Pressemitteilung

Biodiversität
  • 06.11.2018

Siegerehrung und Preisverleihung der Preisträgerinnen und Preisträger im Rahmen der Ackerwildkraut-Meisterschaft 2018

„Nur in Partnerschaft mit unseren Landwirtinnen und Landwirten können wir die Biodiversität in Baden-Württemberg bewahren“, sagte die Staatssekretärin im Ministerium Ländlichen Raum und Verbraucherschutz, Friedlinde Gurr-Hirsch MdL, anlässlich der Siegerehrung im Rahmen der Ackerwildkraut-Meisterschaft 2018 am Dienstag (6. November) auf dem Spätlingsmarkt in Ludwigsburg.

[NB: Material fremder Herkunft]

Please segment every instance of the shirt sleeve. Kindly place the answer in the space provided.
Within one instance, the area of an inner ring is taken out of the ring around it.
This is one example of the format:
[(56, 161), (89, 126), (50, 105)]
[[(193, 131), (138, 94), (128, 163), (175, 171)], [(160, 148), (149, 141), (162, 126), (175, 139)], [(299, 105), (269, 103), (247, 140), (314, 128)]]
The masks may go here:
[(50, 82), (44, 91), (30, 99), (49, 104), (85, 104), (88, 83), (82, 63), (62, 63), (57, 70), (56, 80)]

Die diesjährige Ackerwildkraut-Meisterschaft 2018 fand in den Landkreisen Ludwigsburg und Heilbronn statt und wird durch das Sonderprogramm zur Stärkung der biologischen Vielfalt vom Umweltministerium gefördert. „Wir brauchen mehr blühende Ackerflächen - für Mensch und Natur. Die Ackerwildkrautmeister zeigen, wie aus einem langweiligen Acker eine Naturoase für Hummel, Kornblume und Co. wird und gleichzeitig Nahrungsmittel produziert werden. Die Preisträger beweisen damit, Naturschutz und Landwirtschaft schließen sich nicht aus, sondern können Hand in Hand gehen“, sagte Dr. Andre Baumann, Staatssekretär im Ministerium für Umwelt, Klima und Energiewirtschaft.

Auch das Ministerium für Ländlichen Raum und Verbraucherschutz betreut zahlreiche Projekte und Maßnahmen zum Erhalt der biologischen Vielfalt. Beide Ministerien zeichneten gemeinsam mit dem Institut für Agrarökologie und Biodiversität die Preisträgerinnen und Preisträger im Rahmen des Thementages ‚Hase, Huhn & Hummel – Erhalt einer vielfältigen Kulturlandschaft im Landkreis Ludwigsburg‘ aus. Insgesamt wurden zehn Flächen angemeldet. „Gerade die Landwirtschaft ist in wichtiger Partner, wenn es um den Erhalt der Biodiversität geht. Deshalb ist es für uns Pflicht und zentrale Aufgabe, hierbei unsere Bauern zu unterstützen“, sagte Gurr-Hirsch.

Hintergrundinformationen:

Mit den Ackerwildkraut-Meisterschaften wird die Leistung von Landwirtinnen und Landwirten honoriert, welche wildkrautreiche Äcker bewirtschaften und so zum Erhalt einer artenreichen Feldflur beitragen. So bewirtschaften die Preisträgerinnen und Preisträger ihre landwirtschaftlichen Flächen im Einklang mit der Natur und fördern dadurch selten gewordene Ackerwildkräuter.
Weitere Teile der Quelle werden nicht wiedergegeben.